Crítica de 'El triángulo de la tristeza': Sátira sobre el lujo, la belleza y la vuelta de la tortilla

¿Qué se saca de esta desmesurada película? Pues tal vez una prevención contra ‘la pasta gansa’, contra la moral propia y de los demás y contra las amistades de crucero

Fotograma de 'El triángulo de la tristeza'
Oti Rodríguez Marchante

Esta funcionalidad es sólo para registrados

El director sueco Ruben Östlund es un tipo con pegada, o con suerte, y por sus dos últimas películas, ‘The Square’ y esta que ahora se estrena, ‘El triángulo de la tristeza’, ha recibido ya tantos premios como algunos de los más grandes genios del cine al final de su carrera, entre ellos dos Palmas de Oro en Cannes y varias candidaturas al Oscar (este año, a mejor película, mejor director y mejor guion).

A pesar de ello, de lo exquisito y global de sus éxitos, Östlund es un cineasta que no gusta a todo el mundo, que causa tanta admiración como rechazo.
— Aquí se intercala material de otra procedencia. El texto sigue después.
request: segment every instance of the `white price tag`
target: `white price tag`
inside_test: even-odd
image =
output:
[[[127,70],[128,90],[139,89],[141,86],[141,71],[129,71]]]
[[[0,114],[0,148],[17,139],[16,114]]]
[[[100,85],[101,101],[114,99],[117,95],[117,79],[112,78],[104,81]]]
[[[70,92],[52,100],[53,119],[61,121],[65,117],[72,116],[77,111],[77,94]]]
Y tal vez se deba a que su cine, o al menos sus dos últimas películas, contienen en su interior tal cantidad de sátira, tanta sosa cáustica y tanta ironía corrosiva, mezclada con litros de ligereza y un humor provocador y algo memo, que si funciona y le ves la gracia, se adora, y si uno no entra en su vertedero de ideas y desafíos, pues se queda como 'El pensador', de Rodin, de piedra y con el puño en la barbilla.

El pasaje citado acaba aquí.